Are you, like the rest of the Universe, on Facebook? It’s a great idea. You can find friends, friends you were avoiding can find you, and work colleagues can chat all day without leaving their desks. Join new groups, meet exciting, beautiful people (if you believe their profile picture) and spend valuable time swapping hilarious Fun Wall posts!
Everybody Loves Tiggy
I was new in town and friendless. No need to hang around Starbucks looking lonely, I could use Facebook to meet interesting locals. I sent friend requests to a few people I’d bumped into once or twice. I sent requests to people I didn’t know but were in my new buddies’ network, so they must be fun to hang out with. From Tiggy-no-mates to 28 new friends in one day! Thanks Facebook, my fun social life awaits!
As usual, my optimism was short-lived. I checked Facebook every day for posts and party invites. It was very quiet. My new friend count had stalled at 31. The most popular, fun-loving guy in my friends’ network had not responded to my friend request.
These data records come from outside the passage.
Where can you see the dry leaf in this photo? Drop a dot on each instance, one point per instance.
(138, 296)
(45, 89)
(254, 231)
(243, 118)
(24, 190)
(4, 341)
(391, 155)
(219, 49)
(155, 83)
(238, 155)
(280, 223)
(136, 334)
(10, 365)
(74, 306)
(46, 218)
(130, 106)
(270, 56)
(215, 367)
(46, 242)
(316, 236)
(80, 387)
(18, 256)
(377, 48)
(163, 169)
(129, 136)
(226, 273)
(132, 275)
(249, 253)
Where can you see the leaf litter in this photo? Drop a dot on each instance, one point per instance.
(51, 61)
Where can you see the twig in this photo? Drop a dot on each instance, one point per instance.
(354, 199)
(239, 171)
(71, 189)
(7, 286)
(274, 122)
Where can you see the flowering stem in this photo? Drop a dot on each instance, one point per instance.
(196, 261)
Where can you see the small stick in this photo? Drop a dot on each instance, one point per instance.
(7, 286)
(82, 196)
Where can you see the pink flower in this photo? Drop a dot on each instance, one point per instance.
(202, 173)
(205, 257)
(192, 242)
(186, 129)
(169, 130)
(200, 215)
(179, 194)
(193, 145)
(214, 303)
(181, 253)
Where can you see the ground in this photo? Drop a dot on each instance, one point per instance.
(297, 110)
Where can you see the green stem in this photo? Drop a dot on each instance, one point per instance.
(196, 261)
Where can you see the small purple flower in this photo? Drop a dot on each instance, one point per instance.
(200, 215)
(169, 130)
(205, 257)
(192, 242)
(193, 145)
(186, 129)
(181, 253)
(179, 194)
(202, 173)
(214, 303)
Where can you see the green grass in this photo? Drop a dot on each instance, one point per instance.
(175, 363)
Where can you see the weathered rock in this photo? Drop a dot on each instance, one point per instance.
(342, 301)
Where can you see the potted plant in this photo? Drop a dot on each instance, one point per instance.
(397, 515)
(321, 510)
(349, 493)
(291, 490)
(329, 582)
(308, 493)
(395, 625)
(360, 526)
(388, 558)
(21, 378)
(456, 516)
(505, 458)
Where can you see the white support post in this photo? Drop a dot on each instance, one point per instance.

A week passed, then two. Nothing. I began monitoring his movements – he was accepting other requests but not mine. I felt rejected. I was upset because someone I didn’t know wanted to keep it that way.
I began spying on my so-called friends as they posted on each other’s message boards. Geoff and Ricky went on a pub crawl last Saturday. Bob had a great time at Sarah and Dave’s party. No-one posted on my board. My “Hi there, must meet up soon!” posts were drawing blanks. I was becoming paranoid. They were all partying behind my back, laughing about me and telling everyone in town to ignore my friend requests…
Facebook had failed me, simply confirming my social outcast status and turning me into an online stalker. I had two choices – head to the wilderness and become a hermit, or forget online networking and venture back into the real world. I didn’t need an internet connection to meet people.